A banned horror movie from 2011 is trending on TikTok - here's why
A horror film once banned around the world has found a resurgence through social media platform TikTok.
Megan Is Missing is nearly a decade old, but has recently found fame through the platform after a number of high profile users watched it for the first time.
The film deals with the horrors of social media and internet culture, and its creator has warned first-time viewers not to watch the movie alone in the middle of the night.
Here is everything you need to know about it.
What is Megan is Missing?
Megan Is Missing is a 2011 psychological horror film.
It was written and directed by Michael Goi, who has since gone on to write and direct episodes of American Horror Story and Netflix's Chilling Adventures of Sabrina.
The film – which is shot in a found footage style similar to that of Paranormal Activity or The Blair Witch Project – was highly controversial at the time of its release. It was actually filmed five years prior to its theatrical release, but struggled to find a distributor.
Megan is Missing was banned in New Zealand, where the country’s Office of Film and Literature Classification said the public release of the film would be “injurious to the public good”.
The film was also panned by critics, not just for its poor acting (the majority of the cast were inexperienced or first-time actors), but also for the graphic violence enacted upon its child protagonists, its exploitative nature and the oversexualisation of teenagers.
Is Megan Is Missing a true story?
Despite its horror film trappings, Megan Is Missing was actually marketed as an educational film that could help viewers understand the risks to which children and young adults are exposed online.
It tells the story of the disappearance of Megan Stewart, a popular high school student in North Hollywood who decides to meet up with a boy she has met online.
According to its promotional materials, Megan Is Missing is “assembled from video chats, webcam footage, home videos and news reports,” but while the film was based on a series of real life cases of child abduction, the footage in the film is all scripted and shot using actors.
“I didn’t get to give you the customary warnings that I used to give people before they watched Megan Is Missing," said Goi in his own TikTok response to the film’s reemergence.
"Do not watch the movie in the middle of the night, do not watch the movie alone,” said the director
"If you see the words 'photo number one' pop up on your screen, you have about four seconds to shut off the movie if you’re already kind of freaking out before you start seeing things that maybe you don’t want to see.”
Why are TikTok users talking about it?
(Photo: Anchor Bay Films)
It's not entirely clear why the film has begun trending again in recent days.
The raised awareness of the film likely comes in the wake of a number of high-profile TikTok users making posts about their experiences watching the film for the first time.
"I have never been more triggered or traumatised by something in my entire life,” one viewer wrote. “This world is so f***ing disgusting, I can’t stop crying and I feel sick to my stomach. If you haven’t watched it yet, please don’t. It’s horrifying.”

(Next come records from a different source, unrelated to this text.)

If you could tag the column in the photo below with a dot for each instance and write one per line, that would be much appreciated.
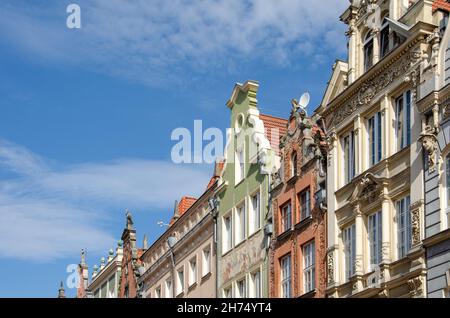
(358, 145)
(387, 127)
(352, 53)
(386, 221)
(376, 46)
(332, 227)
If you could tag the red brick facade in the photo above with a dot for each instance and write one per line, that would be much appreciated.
(298, 143)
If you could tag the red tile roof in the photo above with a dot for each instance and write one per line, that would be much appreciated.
(185, 204)
(441, 4)
(274, 125)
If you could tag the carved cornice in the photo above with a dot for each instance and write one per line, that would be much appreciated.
(365, 88)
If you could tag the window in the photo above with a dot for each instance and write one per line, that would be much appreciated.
(227, 292)
(384, 39)
(447, 179)
(255, 285)
(192, 271)
(305, 204)
(349, 251)
(240, 223)
(293, 164)
(286, 277)
(286, 218)
(403, 120)
(368, 51)
(375, 236)
(158, 292)
(206, 261)
(403, 227)
(375, 139)
(239, 165)
(168, 290)
(228, 233)
(255, 215)
(241, 289)
(309, 267)
(348, 147)
(180, 281)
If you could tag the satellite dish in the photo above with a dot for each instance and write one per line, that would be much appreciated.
(304, 100)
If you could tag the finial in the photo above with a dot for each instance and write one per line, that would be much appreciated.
(145, 242)
(61, 291)
(83, 257)
(129, 219)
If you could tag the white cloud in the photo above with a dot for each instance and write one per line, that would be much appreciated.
(47, 213)
(155, 41)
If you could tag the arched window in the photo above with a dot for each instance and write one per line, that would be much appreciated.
(293, 164)
(384, 38)
(368, 51)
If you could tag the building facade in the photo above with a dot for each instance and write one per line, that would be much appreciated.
(182, 261)
(104, 282)
(435, 139)
(243, 227)
(375, 178)
(298, 249)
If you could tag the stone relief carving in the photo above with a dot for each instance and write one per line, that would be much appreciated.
(369, 189)
(372, 87)
(415, 286)
(415, 221)
(429, 141)
(330, 267)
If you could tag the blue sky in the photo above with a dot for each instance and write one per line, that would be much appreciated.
(86, 114)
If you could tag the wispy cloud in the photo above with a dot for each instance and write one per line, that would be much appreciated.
(158, 41)
(48, 212)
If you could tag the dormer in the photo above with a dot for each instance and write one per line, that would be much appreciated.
(374, 30)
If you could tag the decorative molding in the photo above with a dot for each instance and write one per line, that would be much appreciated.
(369, 89)
(416, 209)
(415, 286)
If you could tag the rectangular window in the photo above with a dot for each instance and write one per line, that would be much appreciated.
(168, 289)
(375, 139)
(286, 218)
(309, 267)
(255, 215)
(305, 204)
(158, 292)
(241, 289)
(286, 277)
(227, 292)
(206, 261)
(348, 147)
(375, 237)
(403, 227)
(403, 120)
(180, 281)
(349, 251)
(192, 271)
(227, 233)
(239, 165)
(368, 54)
(255, 285)
(240, 223)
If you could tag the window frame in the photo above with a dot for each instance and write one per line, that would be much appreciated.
(309, 267)
(349, 246)
(404, 226)
(227, 237)
(286, 276)
(284, 217)
(403, 125)
(254, 214)
(305, 203)
(375, 239)
(375, 138)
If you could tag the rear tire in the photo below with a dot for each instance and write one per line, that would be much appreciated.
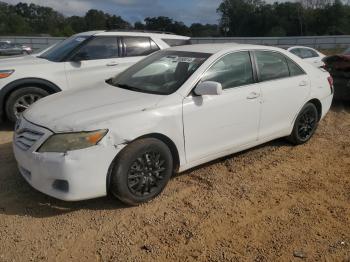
(20, 99)
(141, 171)
(305, 125)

Another user said the film had them “staring at the wall and wanting to delete all my social media accounts and never come back ever again.”
Another poster described the film as “absolutely horrible and repugnant,” and warned viewers not to watch it without reading its Wikipedia page first; “Wouldn’t recommend ever.”
How bad is it?
According to IMDb’s Parents Guide for the film, Megan Is Missing is “extremely intense and hard to watch.”
It features “sex scenes and discussions with actresses playing underage girls”, including a rape scene which “is very intense and drawn out."
"This movie has serious subject matter, and should not be seen by people who are easily upset by films.”
How can I watch Megan Is Missing?
At the time of writing, Megan Is Missing does not appear to be readily available through streaming sites in the UK, and probably with good reason.